[Under Two Flags by Ouida [Louise de la Ramee]]@TWC D-Link bookUnder Two Flags CHAPTER XX 9/28
Bah! are those your Paris courtesies ?" "Forgive me, ma belle! I thought you called yourself our comrade, and would have no 'fine manners.' There is no knowing how to please you." He might have pleased her simply and easily enough, if he had only looked up with a shade of interest to that most picturesque picture, bright as a pastel portrait, that was hung above him in the old tumble-down Moorish stonework.
But his thoughts were with other things; and a love scene with this fantastic little Amazon did not attract him. The warm, ripe, mellow little wayside cherry hung directly in his path, with the sun on its bloom, and the free wind tossing it merrily; but it had no charm for him.

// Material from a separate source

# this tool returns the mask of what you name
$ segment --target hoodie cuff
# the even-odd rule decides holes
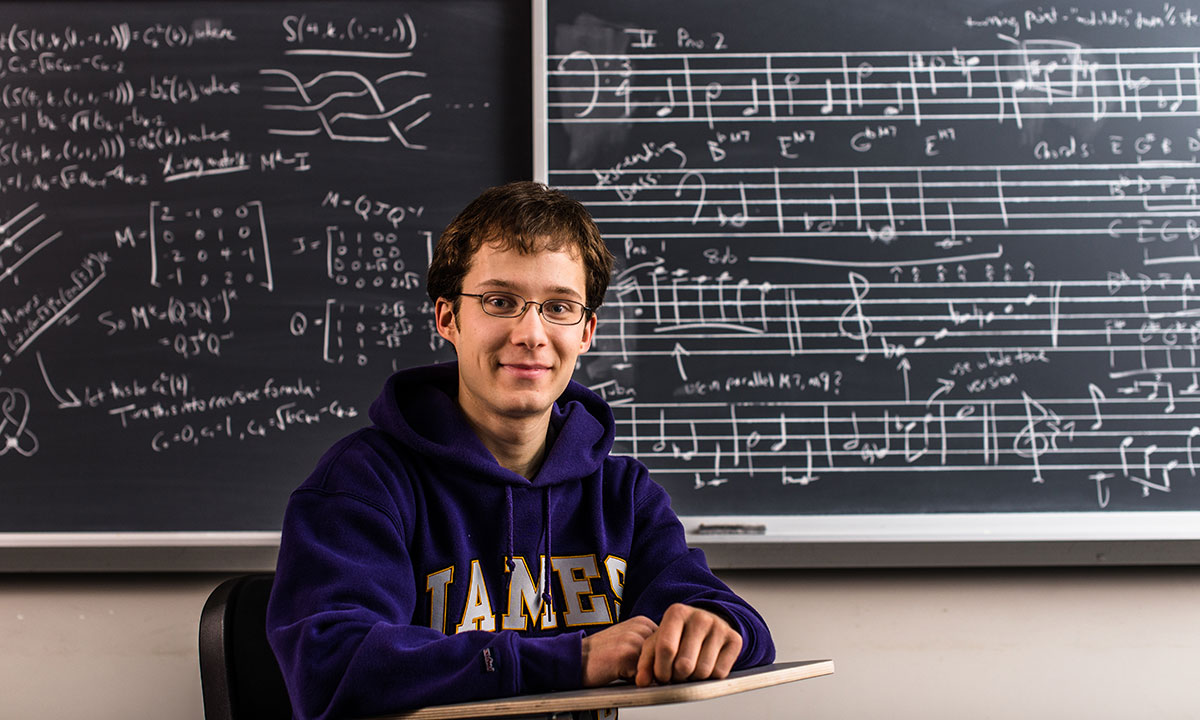
[[[517,637],[521,692],[576,690],[583,682],[583,632]]]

He was musing rather on that costly, delicate, brilliant-hued, hothouse blossom that could only be reached down by some rich man's hand, and grew afar on heights where never winter chills, nor summer tan, could come too rudely on it. "Come, tell me what is Marquise ?--a kitten ?" he went on, leaning his arm still on the sill of her embrasure, and willing to coax her out of her anger. "A kitten!" echoed Cigarette contemptuously.
"You think me a child, I suppose ?" "Surely you are not far off it ?" "Mon Dieu! why, I was never a child in my life," retorted Cigarette, waxing sunny-tempered and confidential again, while she perched herself, like some gay-feathered mockingbird on a branch, on the window-sill itself.
"When I was two, I used to be beaten; when I was three, I used to scrape up the cigar ends the officers dropped about, to sell them again for a bit of black bread; when I was four, I knew all about Philippe Durron's escape from Beylick, and bit my tongue through, to say nothing, when my mother flogged me with a mule-whip, because I would not tell, that she might tell again at the Bureau and get the reward.